A. Davutoğlu'nun bu sözlerden, "Devleti 'katliamcı' diye itham edebilirsiniz ama keşke PKK'ya da en azından niye hendek kazdınız, deseydiniz" manası çıkıyor!
Çok ciddî bir durumla karşı karşıyayız.
Bir tarafta ayağından yaralandığı hâlde, birliğini bırakmayan ve sonra şehit düşen yüzbaşımız; "seni çok özledik" diye mektup yazan çocuklarına rağmen, gönüllü olarak yurt dışından Nusaybin'e vatan savunmasına koşan polisimiz ve daha yüzlercesi; diğer tarafta, cephe gerisinde, "fikir hürriyeti" adı altında PKK'ya moral veren, "Yürü aslanlarım, askere polise gününü gösterin!" der gibi PKK bildirisine imza atan bir güruh...

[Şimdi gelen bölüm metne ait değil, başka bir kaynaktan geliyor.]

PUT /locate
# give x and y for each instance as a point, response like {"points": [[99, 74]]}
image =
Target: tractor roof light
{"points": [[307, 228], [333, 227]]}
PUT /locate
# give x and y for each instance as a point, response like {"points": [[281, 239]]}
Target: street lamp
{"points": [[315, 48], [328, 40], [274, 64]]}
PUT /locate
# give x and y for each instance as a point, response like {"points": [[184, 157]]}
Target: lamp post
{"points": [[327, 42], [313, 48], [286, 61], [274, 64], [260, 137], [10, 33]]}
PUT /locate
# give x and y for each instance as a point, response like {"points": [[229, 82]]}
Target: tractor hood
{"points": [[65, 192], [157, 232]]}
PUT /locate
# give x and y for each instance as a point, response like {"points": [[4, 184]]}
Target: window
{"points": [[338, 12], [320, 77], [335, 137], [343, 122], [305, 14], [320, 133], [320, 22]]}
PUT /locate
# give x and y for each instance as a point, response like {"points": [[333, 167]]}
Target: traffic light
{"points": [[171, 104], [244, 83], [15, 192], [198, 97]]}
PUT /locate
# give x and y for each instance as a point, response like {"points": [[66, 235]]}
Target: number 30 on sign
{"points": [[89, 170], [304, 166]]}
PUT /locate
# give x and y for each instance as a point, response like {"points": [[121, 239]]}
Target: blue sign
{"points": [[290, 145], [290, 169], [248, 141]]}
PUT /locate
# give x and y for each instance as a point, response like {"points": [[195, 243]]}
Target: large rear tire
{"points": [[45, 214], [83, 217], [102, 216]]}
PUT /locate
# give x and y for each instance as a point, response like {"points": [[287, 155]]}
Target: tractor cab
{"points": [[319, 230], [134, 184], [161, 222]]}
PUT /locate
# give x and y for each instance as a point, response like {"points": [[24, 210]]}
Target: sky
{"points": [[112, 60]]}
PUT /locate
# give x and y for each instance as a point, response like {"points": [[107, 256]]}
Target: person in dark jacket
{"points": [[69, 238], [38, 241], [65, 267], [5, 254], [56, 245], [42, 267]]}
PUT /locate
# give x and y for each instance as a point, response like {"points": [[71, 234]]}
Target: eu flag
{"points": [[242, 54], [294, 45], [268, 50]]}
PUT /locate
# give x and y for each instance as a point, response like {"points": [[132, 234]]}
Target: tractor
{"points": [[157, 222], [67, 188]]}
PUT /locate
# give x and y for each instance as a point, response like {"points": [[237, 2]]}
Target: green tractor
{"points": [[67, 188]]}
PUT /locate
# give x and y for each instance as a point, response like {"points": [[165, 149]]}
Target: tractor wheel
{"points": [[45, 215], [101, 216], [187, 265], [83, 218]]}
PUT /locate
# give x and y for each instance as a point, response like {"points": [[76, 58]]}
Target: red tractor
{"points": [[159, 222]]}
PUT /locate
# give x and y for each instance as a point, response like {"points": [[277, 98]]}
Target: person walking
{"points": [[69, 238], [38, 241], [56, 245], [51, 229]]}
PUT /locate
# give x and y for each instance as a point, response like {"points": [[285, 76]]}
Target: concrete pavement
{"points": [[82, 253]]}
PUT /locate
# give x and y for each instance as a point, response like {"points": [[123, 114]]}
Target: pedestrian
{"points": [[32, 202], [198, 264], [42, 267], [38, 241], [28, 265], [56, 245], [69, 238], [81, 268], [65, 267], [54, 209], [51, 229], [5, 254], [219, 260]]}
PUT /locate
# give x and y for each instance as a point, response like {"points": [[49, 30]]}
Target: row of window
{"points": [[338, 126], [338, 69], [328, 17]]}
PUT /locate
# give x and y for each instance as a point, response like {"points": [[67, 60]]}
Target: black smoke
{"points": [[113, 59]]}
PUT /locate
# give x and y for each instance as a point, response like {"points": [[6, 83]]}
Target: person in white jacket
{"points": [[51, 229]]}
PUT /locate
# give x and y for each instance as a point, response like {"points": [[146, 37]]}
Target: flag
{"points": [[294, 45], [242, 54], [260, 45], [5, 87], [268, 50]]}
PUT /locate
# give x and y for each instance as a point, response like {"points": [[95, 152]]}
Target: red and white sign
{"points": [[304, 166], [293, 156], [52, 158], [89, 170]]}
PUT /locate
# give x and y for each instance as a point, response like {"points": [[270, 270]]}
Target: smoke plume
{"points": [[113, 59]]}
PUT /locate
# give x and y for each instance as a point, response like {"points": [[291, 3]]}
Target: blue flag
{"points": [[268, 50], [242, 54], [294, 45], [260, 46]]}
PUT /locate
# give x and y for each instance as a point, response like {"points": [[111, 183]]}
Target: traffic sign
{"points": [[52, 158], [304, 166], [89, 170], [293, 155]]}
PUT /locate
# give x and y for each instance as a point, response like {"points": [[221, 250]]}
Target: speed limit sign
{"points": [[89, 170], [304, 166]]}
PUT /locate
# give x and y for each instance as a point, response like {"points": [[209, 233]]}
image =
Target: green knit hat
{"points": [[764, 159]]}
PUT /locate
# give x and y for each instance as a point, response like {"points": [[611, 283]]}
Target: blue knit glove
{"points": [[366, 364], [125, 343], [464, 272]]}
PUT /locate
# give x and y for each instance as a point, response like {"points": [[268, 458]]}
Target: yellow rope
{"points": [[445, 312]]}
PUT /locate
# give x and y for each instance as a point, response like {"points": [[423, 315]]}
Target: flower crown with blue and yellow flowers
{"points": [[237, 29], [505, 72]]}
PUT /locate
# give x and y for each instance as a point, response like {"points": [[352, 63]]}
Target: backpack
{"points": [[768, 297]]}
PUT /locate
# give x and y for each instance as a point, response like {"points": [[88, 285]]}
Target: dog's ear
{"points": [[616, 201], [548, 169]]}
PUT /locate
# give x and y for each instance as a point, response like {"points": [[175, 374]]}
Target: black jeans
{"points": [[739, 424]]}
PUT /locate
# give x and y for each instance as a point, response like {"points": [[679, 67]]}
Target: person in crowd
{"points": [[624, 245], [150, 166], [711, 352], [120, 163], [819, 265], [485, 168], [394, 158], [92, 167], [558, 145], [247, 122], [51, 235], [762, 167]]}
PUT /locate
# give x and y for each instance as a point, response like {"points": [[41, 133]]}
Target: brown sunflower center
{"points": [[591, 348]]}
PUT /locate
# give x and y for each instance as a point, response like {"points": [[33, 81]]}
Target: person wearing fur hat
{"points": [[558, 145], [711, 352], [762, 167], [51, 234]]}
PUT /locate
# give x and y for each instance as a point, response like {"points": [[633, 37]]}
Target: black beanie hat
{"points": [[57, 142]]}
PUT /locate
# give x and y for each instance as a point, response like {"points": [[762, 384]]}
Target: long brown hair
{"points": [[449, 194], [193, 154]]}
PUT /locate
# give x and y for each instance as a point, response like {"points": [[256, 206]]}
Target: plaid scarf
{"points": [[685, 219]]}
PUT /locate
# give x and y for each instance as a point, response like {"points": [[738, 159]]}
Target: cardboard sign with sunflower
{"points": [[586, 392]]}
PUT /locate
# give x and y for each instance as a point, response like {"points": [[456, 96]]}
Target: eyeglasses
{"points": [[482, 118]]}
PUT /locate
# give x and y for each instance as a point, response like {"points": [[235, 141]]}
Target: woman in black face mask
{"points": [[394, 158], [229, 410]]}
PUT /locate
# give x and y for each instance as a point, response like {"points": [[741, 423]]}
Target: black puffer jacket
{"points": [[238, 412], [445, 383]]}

Hem onun, hem öbürünün yanında olunmaz!
Diğer imzacılar içeride değilken, üçü neden içerideler? Israrcı oldukları için atmışlar ama diğerlerinden de nedamet duyanını okumadık. 1128 bildirici ve onları savunmak için aynı bildiriye imza atacağını söyleyen 611 akademisyen hakkında soruşturma bir an önce sonuçlanıp mahkeme karşısına çıkarılmalıdırlar.
İmzacıların inine girilmelidir. İzmit Savcılığı imza merkezi olarak Boğaziçi Üniversitesi'ni gösteriyor. Bir örgütle karşı karşıya olabiliriz.